Ferdinand O. Tempel pw at linuxops.net
Thu Oct 7 23:46:38 CEST 2004


On Thu, 2004-10-07 at 21:24, Joost Kraaijeveld wrote:
> Hi Paul,
> 
> users-bounces at openswan.org schreef:
> > Can someone provide me with an ipsec barf output in this 'non
> > working' state without opportunistic encryptiom?
> 
> I do not question your helpfulness in any way (is this English???; anyway, I declare hereby that you have been always helpfull to me), and I know what my problem is: I do not have an ipsec.secrets to start with ( see attached barf file ;-)). 
> 
> But my complaint is that I cannot find any info on how to make that file without disrupting my current Debian installation in any way (can it be done, how do I (re)use files etc.?). Should I create a ipsec.secrets into the /etc/ipsec.d directory structure or not? If so, why and how should I do that? If not, what does this directory structure mean in relation to the ipsec.conf file? 

The debian package has a postinst script which does all sort of funky
stuff with generating keys pairs and certificates and whatnot (IOW, it
creates /etc/ipsec.secrets for you). debconf should have asked you if
you wanted to do that upon package installation. Are you saying that
part doesn't work for you?: reportbug openswan. Or are you saying you
didn't get the question at all? Configure debconf to lower the priority
of questions asked (man debconf.conf), or dpkg-reconfigure openswan
which will show you all low priority questions, no matter what.

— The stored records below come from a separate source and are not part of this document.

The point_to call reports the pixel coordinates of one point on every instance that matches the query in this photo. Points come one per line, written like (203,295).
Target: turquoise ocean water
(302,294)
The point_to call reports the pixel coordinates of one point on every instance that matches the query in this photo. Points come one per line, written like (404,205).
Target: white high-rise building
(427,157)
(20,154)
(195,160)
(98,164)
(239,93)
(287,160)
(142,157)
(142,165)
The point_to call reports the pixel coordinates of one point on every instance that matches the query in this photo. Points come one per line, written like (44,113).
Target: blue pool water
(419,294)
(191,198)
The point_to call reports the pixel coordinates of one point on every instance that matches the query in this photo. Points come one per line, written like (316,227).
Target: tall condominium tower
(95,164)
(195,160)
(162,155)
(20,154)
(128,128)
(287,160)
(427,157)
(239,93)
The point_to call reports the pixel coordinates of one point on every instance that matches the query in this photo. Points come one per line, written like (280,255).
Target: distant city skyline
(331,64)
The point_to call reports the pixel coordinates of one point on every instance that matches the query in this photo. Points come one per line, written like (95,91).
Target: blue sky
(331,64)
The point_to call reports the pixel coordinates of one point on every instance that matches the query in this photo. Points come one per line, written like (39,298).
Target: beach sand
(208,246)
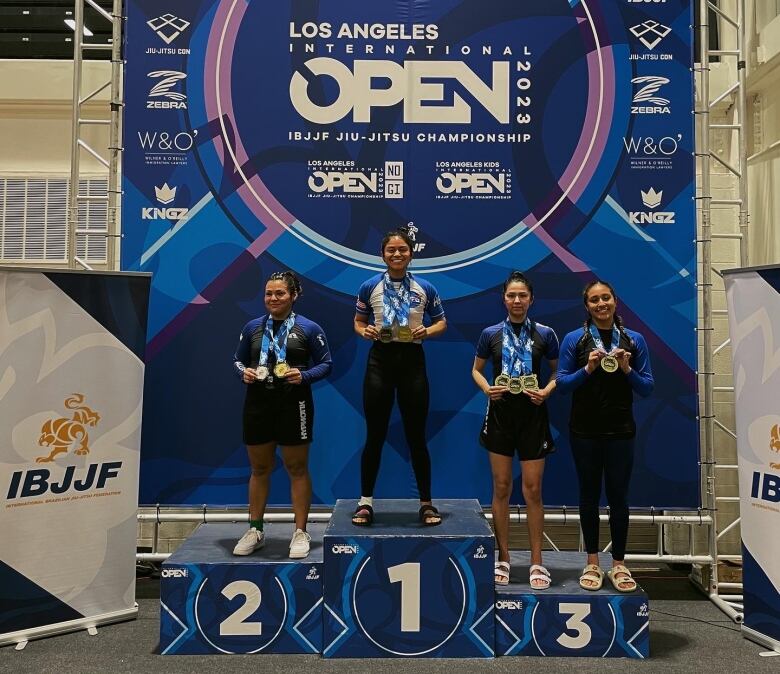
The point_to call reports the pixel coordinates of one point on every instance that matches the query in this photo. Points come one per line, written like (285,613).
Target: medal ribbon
(396,304)
(278,344)
(600,344)
(516,354)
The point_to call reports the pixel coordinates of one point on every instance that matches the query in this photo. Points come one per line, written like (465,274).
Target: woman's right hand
(594,358)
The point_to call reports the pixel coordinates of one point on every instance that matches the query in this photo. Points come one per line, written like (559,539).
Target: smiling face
(601,304)
(517,299)
(397,255)
(278,299)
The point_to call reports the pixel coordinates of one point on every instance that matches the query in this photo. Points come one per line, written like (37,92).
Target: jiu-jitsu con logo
(68,438)
(652,200)
(424,102)
(65,434)
(473,180)
(164,94)
(164,195)
(343,179)
(646,99)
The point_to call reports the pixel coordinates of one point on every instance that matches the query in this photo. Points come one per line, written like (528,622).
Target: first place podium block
(566,620)
(402,589)
(214,602)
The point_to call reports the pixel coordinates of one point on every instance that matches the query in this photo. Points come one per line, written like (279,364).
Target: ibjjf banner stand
(71,388)
(753,297)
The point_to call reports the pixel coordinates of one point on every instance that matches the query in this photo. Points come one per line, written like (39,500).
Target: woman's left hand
(420,332)
(293,376)
(537,397)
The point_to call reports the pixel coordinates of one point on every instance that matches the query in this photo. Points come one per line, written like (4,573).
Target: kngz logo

By your own admission, you're a user. Following your line of reasoning
below, would you need to care how things interact with eachother
exactly?

> I am just a user, not a developer, of ipsec and OpenSwan. Ask me anything about C++ and I will be glad to answer it... I cannot know every thing of every thing I use in detail. 

Well, with ipsec in general and openswan in particular, IMO you should
pretty much have a clue about what you're doing. You can't expect a
generic package installation to be able to be a 1:1 match with your
particular situation. It can set up a few sane defaults for you, but
that's about all you can expect, IMO. You will have to read the manual
to get a good grasp on how to configure openswan (even the quickstart
manual on openswan.org will do for that, not to mention the stuff in
/usr/share/doc/openswan). How can a VPN ever be secure without verifying
how things are set up? Or better, doing it yourself? If you don't want
to bother, get an administrator to do it for you.

You're barking up the wrong tree, IMO, no offence.

-- 
Regards,

Ferdinand O. Tempel

Your friendly neighborhood linuxops.net administrator.
-- 
Regards,

Ferdinand O. Tempel

Your friendly neighborhood linuxops.net administrator.